Born in Ķoņu parish, into a farming family, Francis graduated from a school in Valmiera city. Conscripted into Imperial Russian Army in 1894, he initially served in the 113th infantry regiment, based in Riga. In 1898 graduated from Vilnius military school, as the praporshchik. Afterwards Francis served in the 180th infantry regiment, which was based in Jelgava. He was promoted to the rank of podporuchik in 1899, and to the rank of poruchik in 1903.

In 1904 Francis was attached to the 160th Abkhazian infantry regiment, which participated in Russo-Japanese War. He received several awards for his efforts. After the war he returned to the 180th infantry regiment, where he was put in command of a company. In 1907, he received promotion to the rank of stabskapitän, and in 1914 to the rank of captain.

=== World War I ===
He commanded a company, and later a battalion during :World War I. In 1915, he was promoted to the rank of podpolkovnik.

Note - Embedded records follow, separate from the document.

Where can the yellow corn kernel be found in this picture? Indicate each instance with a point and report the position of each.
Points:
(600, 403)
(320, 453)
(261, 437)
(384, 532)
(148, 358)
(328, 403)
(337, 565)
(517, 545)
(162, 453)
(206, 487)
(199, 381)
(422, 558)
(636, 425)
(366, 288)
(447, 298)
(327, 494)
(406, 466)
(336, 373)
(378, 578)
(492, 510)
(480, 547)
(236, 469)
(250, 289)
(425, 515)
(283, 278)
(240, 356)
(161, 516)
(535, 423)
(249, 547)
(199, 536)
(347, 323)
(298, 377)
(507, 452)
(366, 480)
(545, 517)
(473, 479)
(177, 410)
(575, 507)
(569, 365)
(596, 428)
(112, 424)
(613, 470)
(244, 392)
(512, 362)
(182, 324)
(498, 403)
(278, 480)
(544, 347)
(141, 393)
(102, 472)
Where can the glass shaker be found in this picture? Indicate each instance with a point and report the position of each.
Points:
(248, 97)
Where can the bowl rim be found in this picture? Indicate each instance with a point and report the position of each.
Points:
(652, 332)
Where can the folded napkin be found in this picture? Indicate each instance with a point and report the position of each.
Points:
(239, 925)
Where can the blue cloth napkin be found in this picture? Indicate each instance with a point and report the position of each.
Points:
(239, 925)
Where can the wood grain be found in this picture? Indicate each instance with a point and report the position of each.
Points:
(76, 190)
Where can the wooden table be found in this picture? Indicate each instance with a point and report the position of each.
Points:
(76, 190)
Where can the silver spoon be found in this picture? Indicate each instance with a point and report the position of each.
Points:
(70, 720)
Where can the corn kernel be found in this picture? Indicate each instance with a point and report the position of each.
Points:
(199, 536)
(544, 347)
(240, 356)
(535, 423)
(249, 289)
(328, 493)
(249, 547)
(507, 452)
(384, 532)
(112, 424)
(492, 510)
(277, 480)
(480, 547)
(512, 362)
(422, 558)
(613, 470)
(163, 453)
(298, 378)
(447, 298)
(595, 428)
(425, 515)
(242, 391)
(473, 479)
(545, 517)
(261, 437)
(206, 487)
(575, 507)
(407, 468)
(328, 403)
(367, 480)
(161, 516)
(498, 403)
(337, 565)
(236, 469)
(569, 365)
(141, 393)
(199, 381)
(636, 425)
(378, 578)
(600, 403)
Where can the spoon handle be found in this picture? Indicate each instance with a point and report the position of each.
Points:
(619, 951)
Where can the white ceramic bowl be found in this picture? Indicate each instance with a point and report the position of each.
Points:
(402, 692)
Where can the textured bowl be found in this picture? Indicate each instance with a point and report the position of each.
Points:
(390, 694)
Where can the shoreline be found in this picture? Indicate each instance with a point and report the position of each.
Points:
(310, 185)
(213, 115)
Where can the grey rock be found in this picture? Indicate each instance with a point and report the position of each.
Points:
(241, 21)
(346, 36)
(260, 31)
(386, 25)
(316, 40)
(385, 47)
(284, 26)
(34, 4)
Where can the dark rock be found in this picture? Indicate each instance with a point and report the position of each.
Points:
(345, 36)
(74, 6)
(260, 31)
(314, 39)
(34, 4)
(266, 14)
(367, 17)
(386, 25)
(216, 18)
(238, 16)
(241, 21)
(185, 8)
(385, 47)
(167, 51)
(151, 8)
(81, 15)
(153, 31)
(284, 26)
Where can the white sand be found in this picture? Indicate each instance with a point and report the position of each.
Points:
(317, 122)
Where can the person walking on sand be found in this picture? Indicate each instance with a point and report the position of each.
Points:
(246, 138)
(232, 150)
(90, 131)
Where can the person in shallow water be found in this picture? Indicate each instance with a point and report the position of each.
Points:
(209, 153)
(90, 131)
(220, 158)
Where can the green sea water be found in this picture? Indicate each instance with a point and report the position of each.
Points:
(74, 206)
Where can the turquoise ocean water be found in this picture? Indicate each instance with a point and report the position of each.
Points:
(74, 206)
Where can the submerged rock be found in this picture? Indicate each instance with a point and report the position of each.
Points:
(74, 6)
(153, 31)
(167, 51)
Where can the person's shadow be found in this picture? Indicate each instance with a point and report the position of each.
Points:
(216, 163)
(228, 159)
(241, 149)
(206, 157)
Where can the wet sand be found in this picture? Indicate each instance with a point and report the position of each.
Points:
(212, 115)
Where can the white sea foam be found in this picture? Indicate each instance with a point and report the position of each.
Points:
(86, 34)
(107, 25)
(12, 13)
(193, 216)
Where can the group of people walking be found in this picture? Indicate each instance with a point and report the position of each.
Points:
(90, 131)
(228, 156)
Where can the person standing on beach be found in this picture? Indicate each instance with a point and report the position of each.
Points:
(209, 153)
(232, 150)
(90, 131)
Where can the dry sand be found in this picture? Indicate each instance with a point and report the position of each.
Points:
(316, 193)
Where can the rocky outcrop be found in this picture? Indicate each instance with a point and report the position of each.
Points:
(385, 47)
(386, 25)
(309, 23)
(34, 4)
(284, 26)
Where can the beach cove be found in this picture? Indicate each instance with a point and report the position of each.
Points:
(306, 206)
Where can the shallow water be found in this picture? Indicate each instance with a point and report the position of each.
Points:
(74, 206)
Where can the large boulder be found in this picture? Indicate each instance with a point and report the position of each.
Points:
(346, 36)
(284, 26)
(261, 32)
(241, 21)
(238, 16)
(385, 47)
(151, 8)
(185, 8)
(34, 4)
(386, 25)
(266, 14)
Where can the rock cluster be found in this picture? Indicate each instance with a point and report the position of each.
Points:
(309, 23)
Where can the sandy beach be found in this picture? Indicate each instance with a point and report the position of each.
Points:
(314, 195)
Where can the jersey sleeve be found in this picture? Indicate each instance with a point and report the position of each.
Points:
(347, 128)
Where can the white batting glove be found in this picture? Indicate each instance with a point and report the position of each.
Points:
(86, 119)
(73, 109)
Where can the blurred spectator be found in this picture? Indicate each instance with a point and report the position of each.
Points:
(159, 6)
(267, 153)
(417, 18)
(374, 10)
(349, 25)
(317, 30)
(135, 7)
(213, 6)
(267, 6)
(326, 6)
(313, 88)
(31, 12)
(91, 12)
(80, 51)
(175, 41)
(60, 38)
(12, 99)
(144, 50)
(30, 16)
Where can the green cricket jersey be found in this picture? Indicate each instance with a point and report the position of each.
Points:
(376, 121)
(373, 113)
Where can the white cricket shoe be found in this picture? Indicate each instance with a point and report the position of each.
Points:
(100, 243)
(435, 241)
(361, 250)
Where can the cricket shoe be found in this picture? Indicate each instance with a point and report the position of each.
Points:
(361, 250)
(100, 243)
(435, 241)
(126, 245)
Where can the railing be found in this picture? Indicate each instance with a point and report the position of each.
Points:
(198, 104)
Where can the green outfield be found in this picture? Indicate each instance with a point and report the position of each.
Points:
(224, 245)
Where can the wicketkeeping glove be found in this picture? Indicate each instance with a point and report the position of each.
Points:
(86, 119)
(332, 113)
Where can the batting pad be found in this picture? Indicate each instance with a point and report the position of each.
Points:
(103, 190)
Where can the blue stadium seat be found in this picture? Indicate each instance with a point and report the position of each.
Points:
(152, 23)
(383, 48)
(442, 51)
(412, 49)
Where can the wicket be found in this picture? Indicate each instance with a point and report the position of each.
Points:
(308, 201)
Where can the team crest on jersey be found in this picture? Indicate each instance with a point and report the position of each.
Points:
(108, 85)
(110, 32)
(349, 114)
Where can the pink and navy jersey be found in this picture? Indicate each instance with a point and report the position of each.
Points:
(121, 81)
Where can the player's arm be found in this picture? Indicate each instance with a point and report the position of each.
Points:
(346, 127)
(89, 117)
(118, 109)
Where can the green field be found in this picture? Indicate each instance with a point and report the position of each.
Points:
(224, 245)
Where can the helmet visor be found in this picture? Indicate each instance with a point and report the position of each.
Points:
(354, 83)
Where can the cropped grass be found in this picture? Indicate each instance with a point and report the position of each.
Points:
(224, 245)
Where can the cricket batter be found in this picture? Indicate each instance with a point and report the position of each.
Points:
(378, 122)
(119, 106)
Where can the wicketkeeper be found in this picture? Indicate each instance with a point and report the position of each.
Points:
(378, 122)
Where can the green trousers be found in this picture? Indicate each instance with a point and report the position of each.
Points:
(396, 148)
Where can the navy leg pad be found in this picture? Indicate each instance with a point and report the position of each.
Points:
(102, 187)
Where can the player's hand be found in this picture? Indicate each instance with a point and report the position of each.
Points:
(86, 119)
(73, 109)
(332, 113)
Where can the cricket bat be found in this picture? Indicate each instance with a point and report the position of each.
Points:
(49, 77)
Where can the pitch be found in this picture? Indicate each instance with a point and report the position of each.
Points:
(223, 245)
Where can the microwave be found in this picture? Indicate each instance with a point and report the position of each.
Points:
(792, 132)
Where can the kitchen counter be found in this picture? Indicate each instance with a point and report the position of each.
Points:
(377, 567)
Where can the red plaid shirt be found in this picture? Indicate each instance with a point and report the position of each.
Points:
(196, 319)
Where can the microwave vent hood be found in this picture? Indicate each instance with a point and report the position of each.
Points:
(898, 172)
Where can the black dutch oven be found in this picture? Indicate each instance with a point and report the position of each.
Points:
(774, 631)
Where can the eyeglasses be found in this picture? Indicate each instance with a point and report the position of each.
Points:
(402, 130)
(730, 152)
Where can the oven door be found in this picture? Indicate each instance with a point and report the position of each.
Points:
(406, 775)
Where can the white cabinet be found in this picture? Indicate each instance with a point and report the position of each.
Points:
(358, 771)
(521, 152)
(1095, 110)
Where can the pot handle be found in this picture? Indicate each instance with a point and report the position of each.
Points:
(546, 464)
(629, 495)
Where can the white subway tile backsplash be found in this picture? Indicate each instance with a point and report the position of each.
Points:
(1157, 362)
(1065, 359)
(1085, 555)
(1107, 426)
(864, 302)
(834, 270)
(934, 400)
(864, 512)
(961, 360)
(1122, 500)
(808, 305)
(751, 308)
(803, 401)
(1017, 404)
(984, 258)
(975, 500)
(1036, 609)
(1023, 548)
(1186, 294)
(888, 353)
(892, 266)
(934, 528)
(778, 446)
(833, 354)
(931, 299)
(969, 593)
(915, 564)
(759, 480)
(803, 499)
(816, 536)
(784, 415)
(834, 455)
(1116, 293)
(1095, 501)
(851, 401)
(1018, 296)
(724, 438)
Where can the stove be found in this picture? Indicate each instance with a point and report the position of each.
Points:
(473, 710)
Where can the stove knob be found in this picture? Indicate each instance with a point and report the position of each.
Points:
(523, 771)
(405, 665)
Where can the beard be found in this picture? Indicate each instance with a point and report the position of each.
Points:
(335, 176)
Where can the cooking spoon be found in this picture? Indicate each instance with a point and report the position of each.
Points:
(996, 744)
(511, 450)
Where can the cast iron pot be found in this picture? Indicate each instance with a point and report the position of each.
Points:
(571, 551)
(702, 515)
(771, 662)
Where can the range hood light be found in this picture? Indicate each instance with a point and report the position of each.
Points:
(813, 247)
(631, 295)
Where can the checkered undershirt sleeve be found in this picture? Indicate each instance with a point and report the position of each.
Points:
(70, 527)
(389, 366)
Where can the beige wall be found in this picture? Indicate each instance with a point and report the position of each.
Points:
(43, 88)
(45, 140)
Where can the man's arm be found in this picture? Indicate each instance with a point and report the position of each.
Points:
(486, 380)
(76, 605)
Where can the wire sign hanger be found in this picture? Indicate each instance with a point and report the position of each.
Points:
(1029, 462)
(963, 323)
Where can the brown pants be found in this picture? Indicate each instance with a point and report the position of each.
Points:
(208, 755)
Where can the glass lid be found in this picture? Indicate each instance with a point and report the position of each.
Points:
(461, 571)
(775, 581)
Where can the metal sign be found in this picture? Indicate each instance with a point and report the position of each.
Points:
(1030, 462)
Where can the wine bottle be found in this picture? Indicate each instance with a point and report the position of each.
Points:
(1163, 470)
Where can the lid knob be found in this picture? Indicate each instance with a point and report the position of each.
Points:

He was put in charge of a battalion in the 177th infantry regiment in May 1915. Before joining Latvian riflemen units in 1915 he was several times wounded, receiving concussions twice.

As formation of Latvian riflemen battalions began, Francis went to Riga and was appointed commander of the 2nd Rigas Latvian Riflemen battalion. In July 1916 was promoted to the rank of polkovnik. Participated in battle near Sloka, Ķemeri, Ķekava, defended Nāves island. In 1916 he was critically wounded, receiving concussions twice. In December he fully recovered and was appointed to commander of Latvian riflemen reserve regiment, based in Valmiera. He was proposed as a candidate for the rank major general After October Revolution, in February 1918 he retired from the army and left for Russia.

=== Post-war ===
In September he was mobilized into the Red Army. On 3 February 1921 he joined the Latvian army as a colonel, working in the main headquarters as second assistant to the Chief of Staff. From July he headed a commission aimed at finding and marking main places of battles in which Latvian soldiers took part. Francis was appointed to commander of Riga's garrison in 1922, and was made General in 1925. After becoming commander of main headquarters in 1928, Francis became the second assistant to commander of army headquarters in 1929.

In 1935 he attained the maximum service age and was retired from the army. In 1944 he signed Latvian Central Council memorandum. He died in 1956 in Riga, Latvian SSR and was buried at the 1st Riga Forest Cemetery.